There may be good and bad cholesterol, but today there is only bad news for Eli Lilly ($LLY) and rivals Merck ($MRK) and Amgen ($AMGN) after the full extent of the failure for CETP inhibitor evacetrapib is revealed--and will likely prove fatal for the whole class.
Lilly announced last year it was to discontinue studies of its drug after it failed to reduce rates of major cardiovascular events, including heart attack, stroke, angina or cardiovascular death.
Over the weekend the Cleveland Clinic released further analysis of the Phase III trial Accelerate study of 12,000 patients--and the results were damning.
The researchers found that not only did it not reduce CV events, but that this came despite reducing levels of low-density lipoprotein (LDL, or "bad" cholesterol) by 37% and raising levels of high-density lipoprotein (HDL, or "good" cholesterol) by 130 percent. The data also revealed that hypertension was significantly increased with evacetrapib--a highly concerning AE given the patient population.
Improving HDL via CETP inhibition had been seen as the great hope of this next-gen class of statins, but Steve Nissen, chairman of cardiovascular medicine at Cleveland Clinic, said: "Here we have a paradox. The drug more than doubled HDL and lowered LDL levels by as much as many statins--but had no effect on cardiac events. These findings illustrate the importance of performing large, high-quality outcome trials. Just looking at the effects a therapy has on cholesterol levels doesn't always translate into clinical benefits."

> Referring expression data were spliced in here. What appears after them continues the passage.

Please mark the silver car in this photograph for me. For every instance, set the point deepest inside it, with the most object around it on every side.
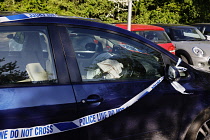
(191, 45)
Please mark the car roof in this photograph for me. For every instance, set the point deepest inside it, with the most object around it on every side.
(39, 18)
(174, 26)
(139, 27)
(200, 24)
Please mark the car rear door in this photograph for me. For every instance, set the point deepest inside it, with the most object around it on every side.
(105, 99)
(35, 90)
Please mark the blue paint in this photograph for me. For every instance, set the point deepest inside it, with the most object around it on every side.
(12, 98)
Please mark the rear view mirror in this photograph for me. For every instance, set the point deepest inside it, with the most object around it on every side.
(172, 73)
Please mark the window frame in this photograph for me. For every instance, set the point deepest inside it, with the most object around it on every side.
(58, 58)
(70, 54)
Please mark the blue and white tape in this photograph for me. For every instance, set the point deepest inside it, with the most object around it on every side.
(37, 131)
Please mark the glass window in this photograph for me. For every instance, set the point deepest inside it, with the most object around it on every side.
(108, 56)
(155, 36)
(25, 55)
(187, 34)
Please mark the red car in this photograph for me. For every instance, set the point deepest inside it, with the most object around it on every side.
(153, 33)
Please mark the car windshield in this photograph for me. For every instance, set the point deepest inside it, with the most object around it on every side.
(158, 37)
(187, 34)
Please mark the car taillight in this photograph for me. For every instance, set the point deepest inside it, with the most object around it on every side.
(172, 49)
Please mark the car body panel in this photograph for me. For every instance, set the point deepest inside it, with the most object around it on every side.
(163, 113)
(186, 46)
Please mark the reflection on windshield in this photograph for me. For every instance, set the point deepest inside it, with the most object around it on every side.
(187, 34)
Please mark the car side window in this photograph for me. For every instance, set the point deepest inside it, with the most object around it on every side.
(108, 56)
(25, 55)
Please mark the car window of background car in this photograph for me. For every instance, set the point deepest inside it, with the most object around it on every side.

Dr. A. Michael Lincoff, director of the Cleveland Clinic Co-ordinating Center for Clinical Research (C5Research) and a principal investigator, added: "The trial raises questions about the benefits of raising HDL and the future of this class of drugs."
Lilly has already moved on from this failure, but these data will be a kick to the stomach for Merck and Amgen, who are both continuing to develop their versions of cholesteryl ester transfer protein (CETP) inhibitors, despite three huge failures in the area from Pfizer ($PFE) all the way back in 2006 after deaths were reported, and more recently from Roche ($RHHBY) in 2012 and Lilly last year.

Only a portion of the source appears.